例えば、ショートサーブを打つ場合、サーバーはその後すぐにネット前をケアし、パートナーは後衛としてロブやクリアに備えるのが基本形です。
このとき、サーブの高さやコースによって、相手のレシーブパターンが変わるため、パートナーとの役割分担も変化します。

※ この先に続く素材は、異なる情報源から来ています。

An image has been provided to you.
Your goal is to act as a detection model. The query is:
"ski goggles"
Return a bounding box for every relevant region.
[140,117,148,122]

ペア練習では、サーブと同時にその後の動きをセットで反復することが重要です。
「このショートサーブは相手のクロスプッシュが来やすいから、パートナーは逆サイドを半歩多めに絞る」といったように、具体的な連携パターンを共有しておくことで、チームとしての完成度が高まります。
サーブを打つ側だけでなく、パートナーも含めた二人全体で一つの戦術を構築する意識を持ちましょう。

まとめ

ダブルスのサーブルールは、一見複雑に見えますが、サービスコートの範囲、サーブの順番、モーションの基本という三つの柱で整理すると理解しやすくなります。
まずは、ショートサービスラインとロングサービスラインの役割を明確にし、サーブ時にだけ縦の有効範囲が異なることを押さえておくことが大切です。
さらに、得点の偶数・奇数によってサービスサイドが決まる仕組みを理解すれば、試合中の立ち位置やサーブ順の混乱をかなり減らすことができます。

サービス動作そのものについては、打点の高さ、ラケットヘッドの位置、足の接地、モーションの一貫性といった基本ルールを守りながら、安定したフォームを身につけることが求められます。
そのうえで、ショートサーブとロングサーブの使い分けや、コースとスピードの変化を活用することで、サーブから主導権を握る戦術が可能になります。

ルールの正確な理解は、フォールトを避けるだけでなく、審判や相手との信頼関係を保ち、試合をスムーズに進行させるための土台です。
本記事の内容を参考に、自身とペアのサーブに関する共通認識を高め、練習や試合の中で少しずつ実践していくことで、ダブルスのレベルアップにつなげてください。